The question with Texas Longhorns defensive lineman Malcolm Roach was always where he fit the best on the Forty Acres. With the 2020 NFL Draft approaching, Roach has a chance to redefine himself at a new position at the next level.
Considered a strong-side defensive end when he signed with Charlie Strong as a member of the 2016 recruiting class out of a Baton Rouge private school, Roach was a linebacker at 255 pounds who looked like a candidate to quickly grow into a defensive end.
However, it was at the hybrid Fox linebacker position during Roach’s freshman season where he was the most consistently disruptive of his Texas career, often playing with Breckyn Hager at a similar position on the other side of the formation. That season, Roach produced eight tackles for loss and three sacks despite only serving as a part-time starter.
When Tom Herman and his staff arrived on campus, defensive coordinator Todd Orlando struggled to find a consistent role for Roach as he battled injuries for two years.
In 2017, a turf toe injury suffered during preseason camp limited Roach to starting only three games as a sophomore.

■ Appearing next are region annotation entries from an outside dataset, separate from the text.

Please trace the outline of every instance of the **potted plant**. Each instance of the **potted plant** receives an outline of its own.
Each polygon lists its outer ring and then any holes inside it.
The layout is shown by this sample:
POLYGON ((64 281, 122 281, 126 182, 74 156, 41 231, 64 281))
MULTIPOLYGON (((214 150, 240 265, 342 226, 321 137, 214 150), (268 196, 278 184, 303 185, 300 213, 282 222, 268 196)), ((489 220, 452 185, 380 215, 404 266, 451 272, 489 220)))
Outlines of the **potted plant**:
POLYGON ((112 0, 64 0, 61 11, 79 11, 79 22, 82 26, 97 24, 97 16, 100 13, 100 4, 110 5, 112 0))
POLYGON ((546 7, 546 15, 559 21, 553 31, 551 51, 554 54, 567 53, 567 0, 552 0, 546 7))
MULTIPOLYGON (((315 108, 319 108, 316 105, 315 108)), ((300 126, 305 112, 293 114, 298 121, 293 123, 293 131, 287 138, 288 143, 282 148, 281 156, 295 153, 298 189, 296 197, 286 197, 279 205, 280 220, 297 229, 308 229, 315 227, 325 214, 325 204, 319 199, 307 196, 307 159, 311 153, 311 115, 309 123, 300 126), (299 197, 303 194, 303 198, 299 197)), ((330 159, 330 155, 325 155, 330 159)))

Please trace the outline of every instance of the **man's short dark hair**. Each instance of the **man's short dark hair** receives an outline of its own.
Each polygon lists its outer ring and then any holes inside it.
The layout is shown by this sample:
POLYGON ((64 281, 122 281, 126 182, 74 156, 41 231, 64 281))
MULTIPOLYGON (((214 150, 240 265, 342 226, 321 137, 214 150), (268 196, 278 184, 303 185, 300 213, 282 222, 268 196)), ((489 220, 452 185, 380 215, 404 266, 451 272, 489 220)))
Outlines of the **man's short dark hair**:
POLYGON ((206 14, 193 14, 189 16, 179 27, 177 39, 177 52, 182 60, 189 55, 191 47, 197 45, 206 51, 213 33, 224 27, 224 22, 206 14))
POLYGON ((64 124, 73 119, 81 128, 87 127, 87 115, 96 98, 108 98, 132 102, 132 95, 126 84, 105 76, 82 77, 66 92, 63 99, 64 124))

Robbed of some explosiveness, Roach only recorded four tackles for loss and two sacks after starting three games.
As a junior, there was more upheaval — Orlando tried to convert him into an inside linebacker due to a lack of depth at the position, but that experiment didn’t even last into the third game of the season against USC, during which Roach broke his foot. He played defensive end upon his late-season return.
Finally healthy and entrenched as a full-time starter for the first time as a senior, Roach did the dirty work in Orlando’s three-down line, recording 40 tackles, nine tackles for loss, three sacks, and a blocked kick.
At the NFL Combine, Roach ran a 4.84 40-yard dash to highlight his athleticism, though some of his other results were less helpful, like short arms, small hands, and limited lateral mobility.
At close to 300 pounds, Roach is likely to transition inside to the three technique defensive tackle position in the NFL, where he would have the opportunity to play more aggressively attacking gaps and using his quickness and strength off the ball instead of reacting to opponents as a gap-holding defensive end. His stout frame and lack of length to play outside will help him in the former area and won’t be as limiting in the latter as he makes the move inside.
Since the Louisiana product didn’t put much on film as a pass rusher in college, Roach will need to improve in that area to secure and hold a roster spot at the next level, but there aren’t any questions about his strength or ability to hold up at the point of attack — in limited playing time in 2018, Roach established himself as one of the best edge run defenders in the conference.
However, despite the straight-line athleticism that Roach showed in Indianapolis, he struggled on film to break down and change direction, so improving his flexibility and agility was likely a major focus between late February and the planned Pro Day that was canceled earlier this month.
The intangible attributes that Roach possesses make him an appealing addition to a roster — he was team captain and emotional leader for Texas, he played hard, and his father is a high school coach in Baton Rouge who influenced how his son approaches the game.
Those intangibles may make more of an impact if or when Roach becomes a coach himself after his own playing career is over — Herman and Orlando both think highly of his future in that profession — but the injuries and lack of scheme fit throughout Roach’s time at Texas support the argument that he could have a better-than-expected career for someone who projects as a late-round draft pick or priority free agent.